I giovani italiani. Danneggiati da una classe politica mediocre e arrogante
Si deve riconoscere che i politici del bel paese sono veramente interessati ai problemi dei giovani e chi riesce a smentire questa realtà sicuramente ha più fantasia dei politici. A dar retta ai politici e ai governi che si sono succeduti in questi anni, in Italia trovare lavoro non è stato mai un problema. Nel bel Paese si è sempre pensato al bene e alle esigenze dei giovani offrendo loro contratti “faraonici” capestri e corsi, inutili, di aggiornamenti.
Nel bel Paese i cinquantenni, che circa 30 anni fa si avvicinavano per la prima volta nel mondo del lavoro, sono arrivati quasi alla pensione ma devono avere ancora la soddisfazione di firmare un contratto a tempo interminato, avendo condotto una vita di precariato senza nessuna sicurezza economica.
Dopo 30 anni, i politici, che sembrano vivere su marte, continuano a parlare di flessibilità del lavoro e non si riesce a capire come si possano risolvere i problemi dell’occupazione con la flessibilità e, soprattutto, che tipo di lavoro possano ricercare gli italiani dato che nel bel paese il lavoro, flessibile e non flessibile, non si trova. A sostegno delle varie politiche occupazionali, i nostri politici sventolano sempre dati che sembrano confermare la crescita dell’occupazione.
Il motivo per cui questa classe politica, così mediocre e affaristica, fa certe affermazioni è presto spiegata: da marte dove loro vivono, le immagini dalla Terra arrivano sempre distorte mentre gli italiani, che vivono sulla terra, non sanno più a che Santo rivolgersi per cercare di trovare un lavoro.

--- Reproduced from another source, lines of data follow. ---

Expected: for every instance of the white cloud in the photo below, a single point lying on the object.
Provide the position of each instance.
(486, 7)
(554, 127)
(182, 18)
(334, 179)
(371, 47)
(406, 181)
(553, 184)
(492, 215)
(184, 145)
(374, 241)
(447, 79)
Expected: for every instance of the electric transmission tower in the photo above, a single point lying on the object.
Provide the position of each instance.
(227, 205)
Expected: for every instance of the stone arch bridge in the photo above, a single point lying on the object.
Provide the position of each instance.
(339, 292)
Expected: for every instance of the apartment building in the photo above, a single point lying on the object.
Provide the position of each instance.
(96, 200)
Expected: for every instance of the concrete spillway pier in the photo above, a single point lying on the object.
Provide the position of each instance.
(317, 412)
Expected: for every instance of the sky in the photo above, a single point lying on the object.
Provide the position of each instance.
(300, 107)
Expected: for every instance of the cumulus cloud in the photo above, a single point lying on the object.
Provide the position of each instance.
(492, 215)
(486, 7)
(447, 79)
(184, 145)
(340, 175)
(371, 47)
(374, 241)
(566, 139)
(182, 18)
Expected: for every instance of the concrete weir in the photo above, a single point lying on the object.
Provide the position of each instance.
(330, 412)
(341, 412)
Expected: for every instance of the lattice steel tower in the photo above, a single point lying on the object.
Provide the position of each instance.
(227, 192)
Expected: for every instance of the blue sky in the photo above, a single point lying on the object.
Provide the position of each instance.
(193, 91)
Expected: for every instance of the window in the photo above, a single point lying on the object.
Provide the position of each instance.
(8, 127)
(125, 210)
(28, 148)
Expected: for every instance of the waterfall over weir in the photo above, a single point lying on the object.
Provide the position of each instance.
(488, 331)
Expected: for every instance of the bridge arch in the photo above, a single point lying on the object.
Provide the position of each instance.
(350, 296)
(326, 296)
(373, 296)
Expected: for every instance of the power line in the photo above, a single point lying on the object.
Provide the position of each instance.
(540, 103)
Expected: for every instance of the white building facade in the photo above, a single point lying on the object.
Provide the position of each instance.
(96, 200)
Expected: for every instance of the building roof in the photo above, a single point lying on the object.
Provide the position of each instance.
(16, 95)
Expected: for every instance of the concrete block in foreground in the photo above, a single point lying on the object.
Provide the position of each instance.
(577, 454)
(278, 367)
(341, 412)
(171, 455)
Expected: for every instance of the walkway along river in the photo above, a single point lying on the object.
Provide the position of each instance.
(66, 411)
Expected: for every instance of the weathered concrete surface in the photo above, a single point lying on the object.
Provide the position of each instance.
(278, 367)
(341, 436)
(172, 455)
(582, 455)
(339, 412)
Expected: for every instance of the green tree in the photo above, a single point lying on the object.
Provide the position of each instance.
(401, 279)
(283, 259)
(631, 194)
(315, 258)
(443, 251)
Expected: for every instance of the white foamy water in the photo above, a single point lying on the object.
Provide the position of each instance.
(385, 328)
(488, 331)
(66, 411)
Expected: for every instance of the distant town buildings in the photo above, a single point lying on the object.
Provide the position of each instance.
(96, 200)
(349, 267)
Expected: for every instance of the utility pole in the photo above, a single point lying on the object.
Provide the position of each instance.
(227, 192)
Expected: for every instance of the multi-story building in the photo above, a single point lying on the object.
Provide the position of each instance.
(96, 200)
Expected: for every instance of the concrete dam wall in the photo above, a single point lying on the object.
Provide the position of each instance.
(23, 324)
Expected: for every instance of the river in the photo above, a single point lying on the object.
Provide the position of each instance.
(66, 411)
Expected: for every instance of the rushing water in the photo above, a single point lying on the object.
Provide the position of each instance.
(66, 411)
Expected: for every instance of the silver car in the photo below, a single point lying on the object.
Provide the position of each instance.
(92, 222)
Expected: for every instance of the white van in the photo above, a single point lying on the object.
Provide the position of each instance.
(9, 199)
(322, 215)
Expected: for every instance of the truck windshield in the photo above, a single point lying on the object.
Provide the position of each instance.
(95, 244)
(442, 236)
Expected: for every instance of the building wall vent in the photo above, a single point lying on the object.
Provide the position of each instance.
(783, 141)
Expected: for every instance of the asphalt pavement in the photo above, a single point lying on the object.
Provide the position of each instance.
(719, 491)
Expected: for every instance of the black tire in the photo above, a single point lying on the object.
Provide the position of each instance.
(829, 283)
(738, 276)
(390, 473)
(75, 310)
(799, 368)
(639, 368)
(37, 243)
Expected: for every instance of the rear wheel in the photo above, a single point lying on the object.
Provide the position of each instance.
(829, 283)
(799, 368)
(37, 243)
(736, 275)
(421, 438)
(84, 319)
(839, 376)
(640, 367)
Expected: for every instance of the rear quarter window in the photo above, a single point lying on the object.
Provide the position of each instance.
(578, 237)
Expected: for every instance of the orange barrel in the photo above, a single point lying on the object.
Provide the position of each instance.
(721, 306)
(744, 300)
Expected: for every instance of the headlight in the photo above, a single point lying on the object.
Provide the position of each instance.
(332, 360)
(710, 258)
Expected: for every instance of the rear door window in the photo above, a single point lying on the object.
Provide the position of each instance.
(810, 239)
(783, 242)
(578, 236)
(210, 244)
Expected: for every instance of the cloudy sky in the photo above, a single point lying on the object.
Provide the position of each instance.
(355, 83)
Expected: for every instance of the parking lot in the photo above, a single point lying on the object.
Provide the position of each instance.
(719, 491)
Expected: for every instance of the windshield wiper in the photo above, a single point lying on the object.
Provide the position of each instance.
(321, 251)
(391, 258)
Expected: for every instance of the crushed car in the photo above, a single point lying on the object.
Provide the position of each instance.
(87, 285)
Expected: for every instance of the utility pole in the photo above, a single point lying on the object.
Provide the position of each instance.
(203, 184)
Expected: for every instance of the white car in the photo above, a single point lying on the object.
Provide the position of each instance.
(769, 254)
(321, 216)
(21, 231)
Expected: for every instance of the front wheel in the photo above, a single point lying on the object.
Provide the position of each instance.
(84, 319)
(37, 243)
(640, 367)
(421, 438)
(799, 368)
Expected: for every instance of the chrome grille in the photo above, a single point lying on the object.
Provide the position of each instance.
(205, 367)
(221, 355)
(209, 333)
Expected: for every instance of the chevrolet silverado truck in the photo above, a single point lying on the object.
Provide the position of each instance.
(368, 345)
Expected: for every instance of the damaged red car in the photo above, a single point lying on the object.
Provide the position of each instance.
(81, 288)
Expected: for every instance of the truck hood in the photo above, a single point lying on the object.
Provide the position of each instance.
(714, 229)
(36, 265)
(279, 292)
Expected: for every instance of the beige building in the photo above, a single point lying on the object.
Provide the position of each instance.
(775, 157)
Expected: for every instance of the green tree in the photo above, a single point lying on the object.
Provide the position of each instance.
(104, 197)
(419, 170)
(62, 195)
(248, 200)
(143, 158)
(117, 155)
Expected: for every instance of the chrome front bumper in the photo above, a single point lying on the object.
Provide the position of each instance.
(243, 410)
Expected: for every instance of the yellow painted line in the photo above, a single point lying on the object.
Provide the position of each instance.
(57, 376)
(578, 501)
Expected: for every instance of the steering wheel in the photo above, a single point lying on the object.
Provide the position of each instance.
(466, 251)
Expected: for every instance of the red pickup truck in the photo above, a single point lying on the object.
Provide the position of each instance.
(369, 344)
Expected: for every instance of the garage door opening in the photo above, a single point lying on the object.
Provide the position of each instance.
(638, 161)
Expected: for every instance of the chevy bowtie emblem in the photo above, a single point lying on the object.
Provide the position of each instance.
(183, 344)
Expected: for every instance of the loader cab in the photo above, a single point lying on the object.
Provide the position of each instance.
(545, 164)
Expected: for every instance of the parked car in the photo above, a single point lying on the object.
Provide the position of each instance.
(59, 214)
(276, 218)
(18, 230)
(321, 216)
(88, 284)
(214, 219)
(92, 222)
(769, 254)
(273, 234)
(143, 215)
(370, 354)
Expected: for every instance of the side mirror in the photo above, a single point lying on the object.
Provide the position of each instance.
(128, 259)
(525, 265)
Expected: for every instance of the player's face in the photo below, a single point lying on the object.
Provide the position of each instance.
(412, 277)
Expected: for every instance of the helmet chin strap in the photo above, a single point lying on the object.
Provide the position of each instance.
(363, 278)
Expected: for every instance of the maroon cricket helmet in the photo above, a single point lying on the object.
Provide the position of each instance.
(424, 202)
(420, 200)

Il contratto a tempo indeterminato rimane, per molti, un sogno proibito. E’ tempo di ricordare, dunque, a questa classe politica italiana, se a marte le notizie ancora non sono giunte, che sulla terra dei comuni mortali la situazione è peggiorata e anche di tanto, dal momento che ogni giorno ci sono persone che perdono lavoro e si ritrovano a frequentare corsi di formazione obbligatoria per poi continuare a rimanere disoccupati.
Il decreto legislativo stabilisce che tutti gli autisti professionisti che hanno conseguito la patente entro il 2007, potevano ottenere, fino al 9 settembre 2009, la Carta di qualificazione del conducente (Cqc), presentando una semplice domanda, senza sostenere esami o corsi specifici. Dal 10 settembre 2009, invece, la nuova normativa prevede che per il conseguimento del Cqc si dovrà frequentare un apposito corso, sia teorico che pratico, di 280 ore e sostenere l’esame finale.
Tale investimento, dunque, graverà, immancabilmente, sulla famiglia. Ma il futuro datore di lavoro è disposto ad aspettare l’aspirante autista che frequenti circa tre mesi di corso per avere questa Carta di qualificazione del conducente (Cqc).?
Cosa devono aspettarsi ancora da questa classe politica dozzinale?